As anticipated, in March 2019, we also received an MDL for our OCS Heart PMA application. In our subsequent Day-100 meeting with the FDA in April 2019, we discussed the FDA’s requests in the MDL. The FDA’s requests in the MDL relate to additional information on the clinical data, the non-clinical testing, and certain components of the device itself, and are primarily focused on: (1) additional subgroup and other analyses of the existing OCS Heart EXPAND PMA data; (2) submission of available longer-term data on survival for OCS Heart EXPAND Trial patients and analyses of these data; (3) clarifications regarding OCS Heart EXPAND Trial clinical data and (4) information and clarifications about the non-clinical data submitted in the PMA application, including animal and bench testing results; sterilization, packaging and shelf-life testing; battery testing; biocompatibility testing; electromagnetic compatibility and software validation testing, which may require some additional non-clinical testing. We intend to submit our response to this MDL in the second half of 2019. Despite our response to the MDL for our PMA supplement to our OCS Lung PMA application and our intent to respond fully to the MDL for our OCS Heart PMA application, it is possible that the FDA may decide that the data from our clinical trials might not support PMA approval or any of the claims we wish to make, or the FDA could require us to gather significant additional clinical data, including additional long-term outcome data, or they could require us to conduct additional non-clinical testing, such as animal testing.

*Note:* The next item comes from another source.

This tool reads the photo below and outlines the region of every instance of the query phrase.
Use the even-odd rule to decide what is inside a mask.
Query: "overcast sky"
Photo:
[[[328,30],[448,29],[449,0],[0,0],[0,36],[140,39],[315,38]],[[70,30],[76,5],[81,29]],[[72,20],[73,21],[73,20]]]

The approval process involving the OCS for each organ is subject to many of the same risks and uncertainties as for lungs and hearts. If we are not able to obtain the necessary regulatory approvals for the OCS, or approvals or clearances for future products on a timely basis or at all, our financial condition and results of operations would suffer, possibly materially, and our business might fail. Even if the FDA grants PMA approval for the OCS Lung for preservation of donor lungs currently unutilized for transplantation and for the OCS Heart and OCS Liver for preservation of donor hearts and livers for transplantation, respectively, the claims approved by the FDA may be significantly narrower than those we are seeking.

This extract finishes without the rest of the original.